Кто же на самом деле является автором «спорных текстов»? Мнения в науке на этот счет полярно расходятся. В американском бахтиноведении стоят за бахтинское авторство К. Кларк и М. Холквист, оспаривают же его Г. Морсон и К. Эмерсон[21]. В отечественных же исследованиях робкие выступления противников бахтинского авторства перекрываются свидетельствами собеседников Бахтина 1960—1970-х годов, приводящих его собственные подтверждения факта написания им данных работ[22]. Но помимо того существует четкое письменное бахтинское высказывание на этот счет. В письме В. Кожинову от 10 января 1961 г. Бахтин заявляет: «Книги “Формальный метод” и “Марксизм и философия языка” мне очень хорошо известны. В.Н. Волошинов и П.Н. Медведев – мои покойные друзья; в период создания этих книг мы работали в самом тесном творческом контакте. Более того, в основу этих книг и моей работы о Достоевском положена общая концепция языка и речевого произведения»[23]. И далее: «Должен заметить, что наличие общей концепции и контакта в работе не снижает самостоятельности и оригинальности каждой из этих книг. Что касается других работ П.Н. Медведева и В.Н. Волошинова, то они лежат в иной плоскости, не отражают общей концепции, и в создании их я никакого участия не принимал»[24]. И здесь явно сообщается о двойном авторстве «спорных текстов», – факте, очевидном для любого их читателя. Кому-то в будущем, видимо, выпадет миссия досконального исследования этого двойного авторства. Чьей рукою написаны «спорные тексты»? Предстоит работа по сравнению их с подлинными медведевскими и волошиновскими трудами. Проблема не может быть разрешена без привлечения творческого наследия Медведева и Волошинова, которым никто не занимается. В России не было проведено никакой работы по составлению биографий всех этих лиц, равно как и изучения соответствующих этой истории документов эпохи… Словом, несмотря на эпизодические бурные вспышки интереса к авторству «спорных текстов», настоящая серьезная работа над всем этим комплексом вопросов пока не начата.

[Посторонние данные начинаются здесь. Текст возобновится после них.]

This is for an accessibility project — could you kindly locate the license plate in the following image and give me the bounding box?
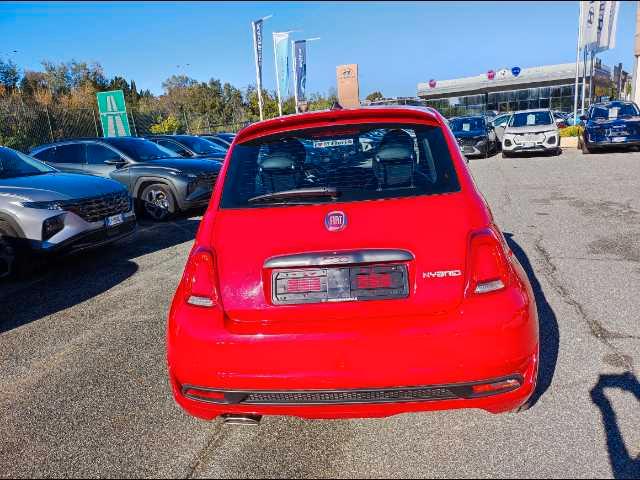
[463,146,474,154]
[105,214,124,227]
[523,142,535,148]
[272,265,409,305]
[612,136,627,143]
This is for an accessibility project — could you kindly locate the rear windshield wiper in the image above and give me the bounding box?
[248,187,341,204]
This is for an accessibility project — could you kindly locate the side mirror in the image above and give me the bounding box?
[104,159,125,166]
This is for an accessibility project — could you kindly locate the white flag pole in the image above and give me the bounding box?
[292,40,299,114]
[573,2,583,124]
[273,33,283,117]
[581,47,588,114]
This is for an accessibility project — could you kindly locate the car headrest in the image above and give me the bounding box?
[259,138,306,170]
[258,153,297,170]
[376,130,415,162]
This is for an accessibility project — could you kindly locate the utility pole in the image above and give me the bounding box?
[633,1,640,104]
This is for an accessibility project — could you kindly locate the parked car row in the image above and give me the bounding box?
[448,100,640,160]
[0,133,235,278]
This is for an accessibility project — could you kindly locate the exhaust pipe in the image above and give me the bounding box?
[221,414,262,426]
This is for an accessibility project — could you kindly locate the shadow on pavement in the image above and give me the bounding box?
[0,214,200,334]
[504,150,562,160]
[590,372,640,479]
[504,232,560,407]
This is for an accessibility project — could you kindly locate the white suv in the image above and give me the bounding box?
[502,109,560,157]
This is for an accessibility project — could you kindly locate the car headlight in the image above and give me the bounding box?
[20,201,65,210]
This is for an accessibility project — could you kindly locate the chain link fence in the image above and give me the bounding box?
[0,100,251,153]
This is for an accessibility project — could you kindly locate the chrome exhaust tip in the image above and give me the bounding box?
[221,414,262,426]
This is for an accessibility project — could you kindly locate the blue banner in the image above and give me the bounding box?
[294,40,306,102]
[273,32,290,106]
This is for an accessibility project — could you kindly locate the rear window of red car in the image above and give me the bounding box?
[220,123,460,209]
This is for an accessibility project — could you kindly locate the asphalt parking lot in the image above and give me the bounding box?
[0,147,639,478]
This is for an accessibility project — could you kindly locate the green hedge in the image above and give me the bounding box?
[559,126,584,138]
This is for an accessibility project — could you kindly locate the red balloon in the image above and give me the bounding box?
[487,70,496,80]
[429,79,437,88]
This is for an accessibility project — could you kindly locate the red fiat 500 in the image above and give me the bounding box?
[167,107,539,421]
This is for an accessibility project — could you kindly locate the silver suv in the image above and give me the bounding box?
[0,146,136,278]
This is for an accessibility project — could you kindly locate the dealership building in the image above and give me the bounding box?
[416,62,615,117]
[368,61,628,117]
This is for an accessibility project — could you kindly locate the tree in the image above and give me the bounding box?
[0,58,20,92]
[150,114,182,134]
[365,91,384,102]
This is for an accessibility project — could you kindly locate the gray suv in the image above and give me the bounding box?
[0,146,136,278]
[31,137,222,221]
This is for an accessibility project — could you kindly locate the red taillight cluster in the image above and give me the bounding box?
[466,228,511,296]
[183,246,220,308]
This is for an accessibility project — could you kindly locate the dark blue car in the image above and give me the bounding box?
[579,101,640,154]
[448,116,498,158]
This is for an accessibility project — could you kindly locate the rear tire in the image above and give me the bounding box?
[502,151,511,159]
[139,183,177,222]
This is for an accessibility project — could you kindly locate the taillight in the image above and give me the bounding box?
[466,228,511,295]
[183,246,220,308]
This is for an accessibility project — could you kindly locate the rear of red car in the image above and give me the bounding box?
[167,107,538,420]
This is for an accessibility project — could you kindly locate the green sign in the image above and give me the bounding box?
[96,90,131,137]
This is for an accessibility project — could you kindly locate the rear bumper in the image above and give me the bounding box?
[585,137,640,149]
[168,282,539,419]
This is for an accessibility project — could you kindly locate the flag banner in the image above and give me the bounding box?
[579,1,600,50]
[294,40,307,102]
[273,32,290,105]
[596,1,619,52]
[252,19,264,91]
[580,1,619,53]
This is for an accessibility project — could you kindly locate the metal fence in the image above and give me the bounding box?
[0,101,251,153]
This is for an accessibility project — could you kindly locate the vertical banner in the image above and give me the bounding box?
[294,40,307,106]
[273,31,291,116]
[594,1,620,52]
[336,64,360,108]
[96,90,131,137]
[579,1,600,50]
[580,1,619,53]
[251,19,265,121]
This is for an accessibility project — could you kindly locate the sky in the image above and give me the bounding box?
[0,1,637,98]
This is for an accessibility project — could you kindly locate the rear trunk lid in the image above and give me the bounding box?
[212,193,473,325]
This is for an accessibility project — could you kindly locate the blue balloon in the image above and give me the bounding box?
[511,67,521,77]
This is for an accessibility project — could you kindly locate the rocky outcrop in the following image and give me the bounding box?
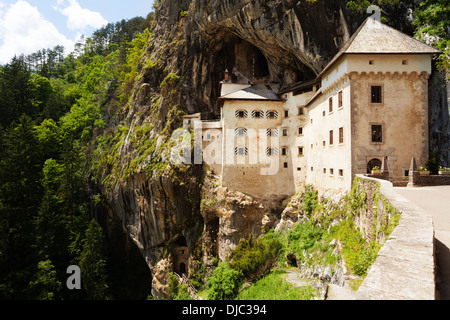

В только что приведенной выдержке из бахтинского письма говорится об «общей концепции языка и речевого произведения», разрабатываемой Бахтиным во второй половине 1920-х годов. Обращение к языку – важный сдвиг, который претерпевает бахтинская философская «идея» в это время. Как такая тенденция могла зародиться в «философии поступка»? Дело в том, что, как мы уже указали, «первая философия» Бахтина обладала синкретической полнотой. Содержа в себе гносеологические потенции, учение о «бытии-событии» оборачивалось концепцией «участного мышления». «Участное» – иными словами, участвующее в бытии: мысль не противополагает себя бытию, но является одним из его аспектов. Мысль – это поступок; но мысль может оформляться в слово, делаться высказыванием. Частный вид поступка – поступок как слово или высказывание – постепенно становится предметом особого внимания Бахтина. Так внутри бахтинской философской «идеи» совершается переход к проблеме языка и речи. Философская «идея» Бахтина сближается при этом с «идеями» «властителей дум» XX в. – М. Хайдеггера, представителей направления «Das dialogische Denken», позже – Х.-Г. Гадамера, для которых язык выступает как неотъемлемый и важнейший модус бытия.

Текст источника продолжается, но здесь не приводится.